Confinement, crise sanitaire et précarité des étudiants

Synthèse de nos remontées du terrain sur la situation des étudiants pendant la crise.

Confinement, crise sanitaire et précarité des étudiantsLa période vue par nos correspondants dans les universités

Avec le confinement un grand nombre d’étudiant·es ont vu leur quotidien se dégrader brutalement. Arrêt des cours en présentiel pour certains et rupture de stage pour d’autres, confinement en cité U, difficultés alimentaires avec la fermeture des restaurant des CROUS, perte des petits boulots nécessaires au budget, mise en évidence de la fracture numérique, etc.… Puis a suivi une période d’incertitude : quid de la continuité pédagogique et des examens, de la perte probable de l’indispensable job d’été, pour les étrangers, de l’incertitude de pouvoir rentrer chez eux durant les congés d’été, ainsi que de l’année prochaine ?

Quotidien brutalement dégradé… et période d’incertitude…

Si les CROUS continuent à accueillir dans leurs résidences les étudiant·es qui le souhaitent, la restauration n’est plus assurée. Les services sociaux des CROUS sont mobilisés pour les accompagner, y compris financièrement.

Des aides alimentaires et à l’achat de produits de première nécessité ont été mises en place progressivement dans les CROUS et dans les établissements d’enseignement supérieur pour les résidents confinés ainsi que pour les étudiant·es en précarité, entre mars et mai.

Tout cela s’est mis en place non sans mal. Impréparation à tous les niveaux, ministère ayant du mal à gérer toutes les sollicitations, communication parfois défaillante, tâche complexe que de contacter les étudiants lâchés dans la nature.

Par différents moyens, mails, sms, avec plus ou moins de succès, des universités ont contacté les étudiants (12000 réponses à Grenoble, 26000 à Aix-Marseille). Les étudiant·es en grande précarité ont pu être ainsi repéré·es et une aide adaptée à leur besoin leur a été apportée, dans toute la mesure du possible. Les services inter universitaires de la médecine préventive, des étudiants, ont été mobilisés pour répondre aux besoins médicaux mais également aux troubles liés au sentiment d’isolement. Des étudiant·es relais ont contribué à établir des liens.

Des aides de première nécessité assurées par des personnels sous pression…

Pour les personnels peu nombreux dans ces services, cette période a été source de pression. De plus, l’organisation de ces nouvelles tâches n’avait pas été prévue, et répondre à cette augmentation forte des sollicitations en situation de crise a été très difficile à assumer parfois pour ces personnels.

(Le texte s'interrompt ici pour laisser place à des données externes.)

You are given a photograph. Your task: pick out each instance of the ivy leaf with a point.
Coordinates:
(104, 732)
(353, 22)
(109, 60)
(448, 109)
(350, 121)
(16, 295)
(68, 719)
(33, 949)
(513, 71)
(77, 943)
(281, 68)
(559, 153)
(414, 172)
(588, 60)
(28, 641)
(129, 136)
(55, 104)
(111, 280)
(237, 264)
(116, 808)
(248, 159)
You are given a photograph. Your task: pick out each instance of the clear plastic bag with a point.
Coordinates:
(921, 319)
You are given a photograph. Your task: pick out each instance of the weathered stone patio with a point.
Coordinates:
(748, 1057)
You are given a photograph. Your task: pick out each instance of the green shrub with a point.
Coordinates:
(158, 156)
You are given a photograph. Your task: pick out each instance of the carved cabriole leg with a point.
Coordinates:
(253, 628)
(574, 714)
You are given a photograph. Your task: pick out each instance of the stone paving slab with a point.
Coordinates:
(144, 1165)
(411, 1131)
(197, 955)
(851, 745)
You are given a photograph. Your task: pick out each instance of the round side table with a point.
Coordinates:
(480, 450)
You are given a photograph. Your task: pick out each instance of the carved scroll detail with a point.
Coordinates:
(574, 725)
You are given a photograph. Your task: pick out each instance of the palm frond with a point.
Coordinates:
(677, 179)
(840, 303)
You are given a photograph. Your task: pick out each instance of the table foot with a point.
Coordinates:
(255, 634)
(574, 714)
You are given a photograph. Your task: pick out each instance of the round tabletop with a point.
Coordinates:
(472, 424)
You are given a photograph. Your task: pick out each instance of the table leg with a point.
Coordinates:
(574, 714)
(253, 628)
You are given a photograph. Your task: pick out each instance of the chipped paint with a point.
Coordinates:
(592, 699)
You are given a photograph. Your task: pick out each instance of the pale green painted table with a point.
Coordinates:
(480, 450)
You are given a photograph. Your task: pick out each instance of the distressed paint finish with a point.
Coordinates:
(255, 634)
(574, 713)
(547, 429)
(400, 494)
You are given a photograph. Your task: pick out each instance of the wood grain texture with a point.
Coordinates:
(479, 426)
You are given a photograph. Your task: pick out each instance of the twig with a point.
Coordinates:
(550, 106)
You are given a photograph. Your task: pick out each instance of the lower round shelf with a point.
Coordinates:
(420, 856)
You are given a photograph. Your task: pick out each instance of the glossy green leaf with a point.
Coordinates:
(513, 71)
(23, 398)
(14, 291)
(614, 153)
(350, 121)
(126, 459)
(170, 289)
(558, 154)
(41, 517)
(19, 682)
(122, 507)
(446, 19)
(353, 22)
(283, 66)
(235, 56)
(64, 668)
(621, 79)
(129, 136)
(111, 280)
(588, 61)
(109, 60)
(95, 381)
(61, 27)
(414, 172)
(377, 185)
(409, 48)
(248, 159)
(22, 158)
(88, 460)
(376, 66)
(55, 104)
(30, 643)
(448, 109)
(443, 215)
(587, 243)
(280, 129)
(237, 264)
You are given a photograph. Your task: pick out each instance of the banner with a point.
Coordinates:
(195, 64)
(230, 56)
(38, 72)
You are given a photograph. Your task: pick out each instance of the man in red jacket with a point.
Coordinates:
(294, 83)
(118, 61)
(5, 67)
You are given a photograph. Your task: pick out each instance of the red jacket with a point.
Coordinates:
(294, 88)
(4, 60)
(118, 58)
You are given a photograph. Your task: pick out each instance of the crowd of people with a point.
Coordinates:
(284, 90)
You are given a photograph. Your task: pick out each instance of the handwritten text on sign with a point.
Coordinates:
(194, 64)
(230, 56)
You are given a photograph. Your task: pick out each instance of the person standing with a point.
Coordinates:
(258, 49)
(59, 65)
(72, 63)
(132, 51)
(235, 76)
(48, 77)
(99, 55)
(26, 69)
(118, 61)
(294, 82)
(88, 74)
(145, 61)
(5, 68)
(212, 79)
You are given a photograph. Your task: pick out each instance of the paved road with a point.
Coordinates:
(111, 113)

Des aides de première nécessité ont été apportées (aides financières directes, distribution de bons ou packs alimentaires, de kits d’hygiène, etc.) mais également des solutions pour réduire la fracture numérique, fracture néfaste tant au suivi des cours à distance qu’au nécessaire lien social : prêt d’ordinateurs, aides à la connexion à l’Internet, etc.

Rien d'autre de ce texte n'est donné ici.